For more discussion, there is also a thread on theoildrum and interesting graphs by Oil CEO.
peak+oil gas+prices oil+production oil gasoline+stocks
"Oil prices have risen more than 20 percent since mid-February, despite sizable U.S. crude inventories, as geo-political fears compounded fundamental worries that refiners might struggle to make enough gasoline for the summer driving season."

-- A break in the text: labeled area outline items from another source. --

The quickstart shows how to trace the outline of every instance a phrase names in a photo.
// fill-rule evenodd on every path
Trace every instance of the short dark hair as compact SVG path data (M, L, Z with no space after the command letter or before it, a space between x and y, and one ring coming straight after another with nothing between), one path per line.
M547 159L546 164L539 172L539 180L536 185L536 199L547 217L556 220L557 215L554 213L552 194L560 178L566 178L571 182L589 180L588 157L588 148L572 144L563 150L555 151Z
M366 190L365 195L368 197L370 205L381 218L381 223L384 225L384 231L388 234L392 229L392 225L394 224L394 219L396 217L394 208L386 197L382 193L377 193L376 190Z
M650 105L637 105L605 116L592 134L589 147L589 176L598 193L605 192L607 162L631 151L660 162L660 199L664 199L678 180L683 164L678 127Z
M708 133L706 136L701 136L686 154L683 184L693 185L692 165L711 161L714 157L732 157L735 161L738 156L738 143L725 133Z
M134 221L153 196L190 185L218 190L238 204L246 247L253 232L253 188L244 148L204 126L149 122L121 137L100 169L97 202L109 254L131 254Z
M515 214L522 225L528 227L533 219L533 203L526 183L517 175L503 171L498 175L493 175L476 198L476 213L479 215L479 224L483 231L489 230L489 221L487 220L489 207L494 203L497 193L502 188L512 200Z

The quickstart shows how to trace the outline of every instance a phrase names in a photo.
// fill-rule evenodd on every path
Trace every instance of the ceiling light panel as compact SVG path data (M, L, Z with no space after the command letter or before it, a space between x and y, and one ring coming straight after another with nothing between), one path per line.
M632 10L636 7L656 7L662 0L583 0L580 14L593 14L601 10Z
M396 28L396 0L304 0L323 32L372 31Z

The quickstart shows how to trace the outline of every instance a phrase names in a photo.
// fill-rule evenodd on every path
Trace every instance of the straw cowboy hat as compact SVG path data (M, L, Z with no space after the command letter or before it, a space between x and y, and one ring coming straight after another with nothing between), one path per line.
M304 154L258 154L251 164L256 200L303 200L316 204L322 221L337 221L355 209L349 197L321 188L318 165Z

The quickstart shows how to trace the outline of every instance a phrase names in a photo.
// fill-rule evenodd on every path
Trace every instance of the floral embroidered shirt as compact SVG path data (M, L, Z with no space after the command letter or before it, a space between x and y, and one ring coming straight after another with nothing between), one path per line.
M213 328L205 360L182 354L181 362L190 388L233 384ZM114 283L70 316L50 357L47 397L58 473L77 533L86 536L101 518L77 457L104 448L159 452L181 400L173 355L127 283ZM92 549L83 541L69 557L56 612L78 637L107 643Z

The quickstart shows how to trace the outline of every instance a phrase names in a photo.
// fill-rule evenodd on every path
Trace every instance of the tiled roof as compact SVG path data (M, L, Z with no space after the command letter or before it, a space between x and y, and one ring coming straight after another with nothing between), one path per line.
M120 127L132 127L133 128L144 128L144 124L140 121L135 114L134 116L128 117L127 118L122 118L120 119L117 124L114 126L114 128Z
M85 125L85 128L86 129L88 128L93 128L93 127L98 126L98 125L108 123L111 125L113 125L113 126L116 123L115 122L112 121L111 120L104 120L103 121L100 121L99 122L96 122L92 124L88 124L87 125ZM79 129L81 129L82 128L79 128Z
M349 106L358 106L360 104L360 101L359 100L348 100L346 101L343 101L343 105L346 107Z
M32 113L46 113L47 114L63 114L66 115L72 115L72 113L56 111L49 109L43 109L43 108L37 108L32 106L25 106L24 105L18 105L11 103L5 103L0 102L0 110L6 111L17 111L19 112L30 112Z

"A critical point to keep in mind is that an exporter can only export what is left after domestic consumption is satisfied. Consider a simple example, a country producing 2.0 mbpd, consuming 1.0 mbpd and therefore exporting 1.0 mbpd. Let's assume a 25% drop in production over a six year period (which we have seen in the North Sea, which by the way peaked at 52% of Qt) and let's assume a 10% increase in domestic consumption. Production would be 1.5 mbpd. Consumption would be 1.1 mbpd. Net exports would be production (1.5 mbpd) less consumption (1.1 mbpd) = 0.4 mbpd. Therefore, because of a 25% drop in production and because of a 10% increase in domestic consumption, net oil exports from our hypothetical net exporter dropped by 60%, from 1.0 mbpd to 0.4 mbpd, over a six year period.
" We are deeply concerned that the world is probably facing an imminent and catastrophic collapse in net oil export capacity because of declining production and increasing domestic consumption in the top exporting countries.
"Fifty years ago this week, on March 8, 1956, at a meeting of the American Petroleum Institute in San Antonio, Texas, M. King Hubbert, in the preprinted version of his prepared remarks, had the following statement, "According to the best currently available information, the production of petroleum and natural gas on a world scale will probably pass its climax within the order of a half century (i.e., by 2006), while for both the United States and for Texas, the peaks of production may be expected to occur with the next 10 or 15 years (i.e., 1966 to 1971)." As more and more people are learning, Lower 48 oil production, as predicted by Dr. Hubbert, peaked in 1970, and it has fallen fairly steadily since 1970.
Kenneth Deffeyes, in Chapter Three of his recent book, "Beyond Oil: The View From Hubbert's Peak," described a simplified way of predicting the production peaks for various regions and for their subsequent declines. One simply plots annual production (P) divided by cumulative production to date (Q) on the vertical axis, or P/Q, versus Q on the horizontal axis. Stuart Staniford, on The Oil Drum Blog, has described this technique as "Hubbert Linearization" or HL.
With time, a HL data set starts to show a linear progression, and one can extrapolate the data down to where P is effectively zero, which gives one Qt, or ultimate recoverable reserves for the region. Based on the assumption that production tends to peak at about 50% of Qt, one can generate a predicted production profile for the region. The Lower 48 peaked at 48.5% of Qt.
Using the HL technique, Dr. Deffeyes, an associate of Dr. Hubbert, predicted that the world crossed the mathematical 50% of Qt mark on December 16, 2005. In other words, Dr. Deffeyes believes that the world is now where the Lower 48 was at in the early Seventies."